Sechs schnelle Tipps zum Städtebau für Fantasy-Rollenspiele

Sechs schnelle Tipps zum Städtebau für Fantasy-Rollenspiele

Du willst eine abenteuertaugliche und überzeugende Stadt für deine Runde gestalten, aber nicht Wochen mit dem Stadtdesign verbringen? Mit ein paar Eckpfeilern bekommst du auch kurz und dreckig ein gutes Ergebnis hin.

von Anton Weste

Städte sind ein großartiges Spielfeld im Rollenspiel – und ein Herauforderndes. Nirgends gibt es für die Gruppe so viele Interaktionsmöglichkeiten bei gleichzeitiger Handlungsfreiheit. Kein Setting bietet im Hintergrund so komplexe Vorgänge, Abhängigkeiten und Motivationen, die eine Auswirkung auf die Spielercharaktere und ihre Szenen haben. Das Spielfeld der Wildnis, eine von der Außenwelt abgeschlossene Burg und ein Dungeon haben alle ihren Reiz und sie können schnell entworfen werden – aber die Stadt als Spielort ist die anspruchsvolle Königin unter den Settings.

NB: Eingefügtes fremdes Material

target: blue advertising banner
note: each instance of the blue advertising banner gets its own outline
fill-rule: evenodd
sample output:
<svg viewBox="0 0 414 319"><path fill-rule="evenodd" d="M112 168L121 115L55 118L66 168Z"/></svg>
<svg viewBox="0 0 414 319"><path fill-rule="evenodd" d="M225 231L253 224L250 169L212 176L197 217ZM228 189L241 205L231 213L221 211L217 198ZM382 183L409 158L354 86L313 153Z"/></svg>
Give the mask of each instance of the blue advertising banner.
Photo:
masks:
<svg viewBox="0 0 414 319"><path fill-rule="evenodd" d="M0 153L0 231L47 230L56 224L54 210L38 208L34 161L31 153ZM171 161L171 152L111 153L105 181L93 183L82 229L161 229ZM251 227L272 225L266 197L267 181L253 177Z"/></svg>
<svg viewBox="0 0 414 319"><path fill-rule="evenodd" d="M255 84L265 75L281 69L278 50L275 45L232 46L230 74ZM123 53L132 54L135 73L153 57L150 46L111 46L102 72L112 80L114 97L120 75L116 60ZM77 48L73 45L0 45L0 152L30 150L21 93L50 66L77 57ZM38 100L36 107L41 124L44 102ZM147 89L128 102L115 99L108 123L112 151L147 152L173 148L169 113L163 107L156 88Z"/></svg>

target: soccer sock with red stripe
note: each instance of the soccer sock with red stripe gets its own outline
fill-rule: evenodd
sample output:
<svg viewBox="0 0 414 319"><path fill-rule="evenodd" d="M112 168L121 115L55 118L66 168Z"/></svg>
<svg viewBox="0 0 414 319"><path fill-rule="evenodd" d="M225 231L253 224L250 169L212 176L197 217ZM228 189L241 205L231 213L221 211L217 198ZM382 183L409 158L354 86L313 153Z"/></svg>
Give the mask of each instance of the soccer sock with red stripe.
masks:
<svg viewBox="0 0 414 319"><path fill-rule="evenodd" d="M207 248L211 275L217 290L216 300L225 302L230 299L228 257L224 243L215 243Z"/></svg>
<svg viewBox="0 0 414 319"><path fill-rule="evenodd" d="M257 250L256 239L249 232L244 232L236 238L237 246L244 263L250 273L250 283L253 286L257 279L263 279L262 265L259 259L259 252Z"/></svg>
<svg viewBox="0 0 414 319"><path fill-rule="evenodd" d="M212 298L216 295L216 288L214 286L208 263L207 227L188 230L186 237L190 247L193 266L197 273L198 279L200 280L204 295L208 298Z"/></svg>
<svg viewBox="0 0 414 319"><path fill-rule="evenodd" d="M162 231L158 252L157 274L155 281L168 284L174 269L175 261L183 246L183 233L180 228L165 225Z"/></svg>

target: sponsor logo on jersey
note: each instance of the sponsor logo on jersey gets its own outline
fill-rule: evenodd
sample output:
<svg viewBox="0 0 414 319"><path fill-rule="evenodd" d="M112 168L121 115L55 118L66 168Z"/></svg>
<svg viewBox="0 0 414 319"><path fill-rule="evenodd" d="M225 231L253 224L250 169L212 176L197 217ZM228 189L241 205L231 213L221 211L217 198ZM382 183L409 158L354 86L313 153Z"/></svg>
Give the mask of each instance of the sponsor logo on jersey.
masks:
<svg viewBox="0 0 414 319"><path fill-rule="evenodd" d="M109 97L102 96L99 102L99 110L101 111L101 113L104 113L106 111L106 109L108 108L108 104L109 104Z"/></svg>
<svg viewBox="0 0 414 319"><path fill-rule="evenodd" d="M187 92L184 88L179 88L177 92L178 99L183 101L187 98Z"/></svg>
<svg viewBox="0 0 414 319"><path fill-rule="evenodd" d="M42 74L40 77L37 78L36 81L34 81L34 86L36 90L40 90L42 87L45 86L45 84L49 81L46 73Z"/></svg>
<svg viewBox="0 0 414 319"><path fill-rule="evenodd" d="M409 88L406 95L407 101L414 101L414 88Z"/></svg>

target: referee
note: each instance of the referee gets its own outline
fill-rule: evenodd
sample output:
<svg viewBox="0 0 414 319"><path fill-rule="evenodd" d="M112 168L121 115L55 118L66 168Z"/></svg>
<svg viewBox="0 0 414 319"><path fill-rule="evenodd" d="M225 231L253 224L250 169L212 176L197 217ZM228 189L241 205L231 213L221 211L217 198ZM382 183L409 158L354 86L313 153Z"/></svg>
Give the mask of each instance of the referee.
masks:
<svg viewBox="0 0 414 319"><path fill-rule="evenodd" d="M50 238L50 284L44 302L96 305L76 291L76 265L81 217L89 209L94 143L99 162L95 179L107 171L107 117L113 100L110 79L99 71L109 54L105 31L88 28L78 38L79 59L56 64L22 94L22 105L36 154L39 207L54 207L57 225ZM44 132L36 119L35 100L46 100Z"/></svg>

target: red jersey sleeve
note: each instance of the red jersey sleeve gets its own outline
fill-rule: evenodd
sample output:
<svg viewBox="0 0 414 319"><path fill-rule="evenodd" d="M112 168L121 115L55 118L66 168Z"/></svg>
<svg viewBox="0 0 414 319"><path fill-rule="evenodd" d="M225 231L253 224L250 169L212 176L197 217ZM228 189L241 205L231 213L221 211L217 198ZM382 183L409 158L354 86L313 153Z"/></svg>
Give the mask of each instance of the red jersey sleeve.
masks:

Gelingt dein Stadtdesign also nur mit einem Riesenaufwand? Musst du drei Semester Fantasy-Stadtplanung belegen, so gigantische wie detailreiche Pläne zeichnen und wochenlang akribisches Worldbuilding betreiben? Nein. Wenn deine Stadt nur für eine paar Sitzungen Spaß bieten soll, kommst du auch mit weit weniger aus.

Ein paar Leitgedanken können dir helfen, eine Stadt für deine Spielbedürfnisse schnell aus dem Ärmel zu schütteln. Und wo deine Notizen keine direkte Antwort liefern, kannst du mit ihnen ganz entspannt improvisieren. Hier kommen sechs Tipps zum schnellen Städtebau.

1. Vom Kleinen ins Große

Es gibt keine Notwendigkeit, die Stadt aus der Satellitenperspektive zu entwickeln und erstmal die naturräumlichen, historischen und soziodemographischen Voraussetzungen bis ins Letzte auszudefinieren. Nutze statt des Top-down lieber den Bottom-up-Pfad und starte mit dem Detail, dass dich an genauer dieser Stadt fasziniert: Hier ist es Mode, sich Riesenhirschkäfer zu halten und einander mit edlen Zucht-Exemplaren zu übertrumpfen? Die Stadt wurde um einen uralten 200 Meter hohen Karneol-Obelisken errichtet, der seine Geheimnisse nicht preisgibt? Alle Besucher müssen sich einer dreitägigen Prüfung ihrer Gesinnung unterziehen, ehe sie die Stadt betreten dürfen? Alles hübsche Ideen. Überlege davon ausgehend, wie die Stadtstruktur, die Gesellschaft, die Mächtegruppen, die Historie, die Religion und die bemerkenswerten Gebäude beschaffen sein müssen, wenn dieses Kernelement gesetzt ist. Gehe Schritt für Schritt vor und beantworte zunächst alles, was für deine Stadtidee am relevantesten scheint. So kommst du nach und nach zu einem hinreichenden Gerüst, das sowohl plausibel als auch unterhaltsam ist.

Den Stadtplan? Zeichne ihn zum Schluss, wenn du schon grob weißt, was die Stadt alles ausmachen und beinhalten soll.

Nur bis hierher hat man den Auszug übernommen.